Barbarie ou sérénité?

Analyse • Faisons un tour dans la macroéconomie. De nombreux livres sont truffés de chiffres qui donnent le vertige. (Par Pierre Aguet)

Ces chiffres sont démesurés. Difficile d’imaginer ce qu’ils représentent vraiment. Depuis 40 ans et le triomphe du néolibéralisme, on ne favorise plus que les milliardaires. En Suisse comme ailleurs. Les milliards s’entassent dans leurs coffres. Ils ne savent plus qu’en faire et les Etats s’endettent. Au 31 décembre dernier, les Etats-Unis annoncent une dette de 54’325 milliards de $, plus de 250% du produit intérieur brut annuel (PIB). Accélération. Les dettes publiques et privées ont augmenté en un an de 2440 milliards de $. Un chiffre qui correspond au PIB de la France. C’est cette accumulation de dettes qui maintient la croissance américaine.

Dettes astronomiques

L’homme politique français, Pierre Larrouturou, rappelle dans Aujourd’hui, l’esprit se révolte qu’il faut cinq doses de dette pour une de croissance. Et la Chine, déstabilisée par la crise de 2008, fait la même chose. Sa dette équivaut aussi à 250% de son PIB. Si un milliard de billets de 1000 frs représente un «tas» de 80 mètres, 255’000 milliards représentent plus de 20 km de haut. Terre- lune: 284’400 km. Inimaginable. Fin 2019, la dette mondiale atteint le record de 255’000 milliards de $. Soit 322% du PIB, c’est-à-dire de la richesse que l’humanité est capable de produire en trois ans et autant de mois. Et cela avant les sommes fabuleuses que les Etats ont promises pour endiguer les effets du Covid-19.

En août 2007, Michel Rocard affirmait: «Plus personne n’ose parler de capitalisme, or ce système entre dans une crise suicidaire à moyen terme pour l’humanité». L’ancien homme d’Etat français n’est plus là et nous sommes rentrés dans son moyen terme avec les crises climatiques, financières, sociales, démocratiques. Nous approchons du point de non-retour, d’effondrement.

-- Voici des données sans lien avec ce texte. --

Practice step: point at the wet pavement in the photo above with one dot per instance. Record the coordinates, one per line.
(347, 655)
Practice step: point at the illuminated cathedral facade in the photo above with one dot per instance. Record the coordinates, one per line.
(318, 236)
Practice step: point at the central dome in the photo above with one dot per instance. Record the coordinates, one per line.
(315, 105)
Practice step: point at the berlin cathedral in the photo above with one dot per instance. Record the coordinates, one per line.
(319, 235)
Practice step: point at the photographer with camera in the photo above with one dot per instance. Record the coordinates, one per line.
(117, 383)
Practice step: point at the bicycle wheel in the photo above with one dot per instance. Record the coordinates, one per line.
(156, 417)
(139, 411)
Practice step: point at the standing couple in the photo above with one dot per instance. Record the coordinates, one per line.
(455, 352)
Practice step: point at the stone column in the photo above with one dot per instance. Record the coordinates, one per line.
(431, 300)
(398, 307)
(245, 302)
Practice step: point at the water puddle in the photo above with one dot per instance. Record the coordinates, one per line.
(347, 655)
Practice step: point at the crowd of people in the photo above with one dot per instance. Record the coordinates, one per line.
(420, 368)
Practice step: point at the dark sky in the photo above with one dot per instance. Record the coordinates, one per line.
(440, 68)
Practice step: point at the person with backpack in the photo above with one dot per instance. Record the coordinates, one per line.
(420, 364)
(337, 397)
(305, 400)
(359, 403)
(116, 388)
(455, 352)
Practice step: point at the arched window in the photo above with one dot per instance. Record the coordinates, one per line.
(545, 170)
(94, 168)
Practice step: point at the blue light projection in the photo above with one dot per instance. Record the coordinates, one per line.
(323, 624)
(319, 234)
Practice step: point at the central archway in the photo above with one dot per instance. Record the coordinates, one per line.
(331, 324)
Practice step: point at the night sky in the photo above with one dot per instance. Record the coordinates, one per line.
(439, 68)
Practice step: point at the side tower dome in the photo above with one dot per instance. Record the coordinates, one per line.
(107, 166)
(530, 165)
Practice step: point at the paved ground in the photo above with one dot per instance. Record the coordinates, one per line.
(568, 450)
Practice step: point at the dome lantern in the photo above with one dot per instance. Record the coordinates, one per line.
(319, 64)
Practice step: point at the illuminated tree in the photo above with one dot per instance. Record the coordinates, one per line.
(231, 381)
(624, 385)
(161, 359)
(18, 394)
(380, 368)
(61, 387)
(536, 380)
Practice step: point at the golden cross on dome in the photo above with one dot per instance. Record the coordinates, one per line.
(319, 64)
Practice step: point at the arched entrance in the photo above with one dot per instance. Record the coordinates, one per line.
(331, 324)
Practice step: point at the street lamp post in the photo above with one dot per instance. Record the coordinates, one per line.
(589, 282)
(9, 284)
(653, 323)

Je tire du livre cité plus haut l’information selon laquelle en 2019, si la dette fédérale des USA a augmenté de 2,3%, la dette privée a, crû de 11,4%. Or, ce sont bien les dettes privées qui sont les plus dangereuses. Elles ont été à l’origine de la crise de 2008 et des millions de faillites, dont celle de Lehman Brothers (banque d’investissement multinationale, ndlr) a été la plus médiatisée.
L’exemple de Roosevelt Copions ce qu’a fait Roosevelt en accédant au pouvoir. Il a su maintenir la démocratie dans son pays alors que les peuples d’Europe sombraient dans la dictature et la barbarie. Qu’a-t-il fait? Il a exigé des prélèvements fiscaux considérables chez ceux qui bénéficiaient du régime capitaliste. D’entrée, le budget fédéral a été multiplié par trois. Des millions d’emplois ont été créés. Le budget est resté équilibré par des impôts prélevés sur les bénéfices des entreprises et les revenus des plus riches. Il a été traité de «communiste», l’injure suprême. La guerre a multiplié son budget par 10 en 15 ans. Les millionnaires l’ont détesté mais des millions de femmes et d’hommes ont retrouvé la dignité. Un exemple à suivre.

Pierre Larrouturou plaide pour une taxe sur les transactions financières (TTF) proposées en 1972 déjà par le Prix Nobel d’économie, James Tobin. Si nous payons tous une TVA sur tous nos achats essentiels, pourquoi ceux qui achètent des actions ne devraient-ils par passer aussi à la caisse? Comme avant la deuxième guerre mondiale préférons-nous risquer la barbarie ou au contraire choisir la sérénité?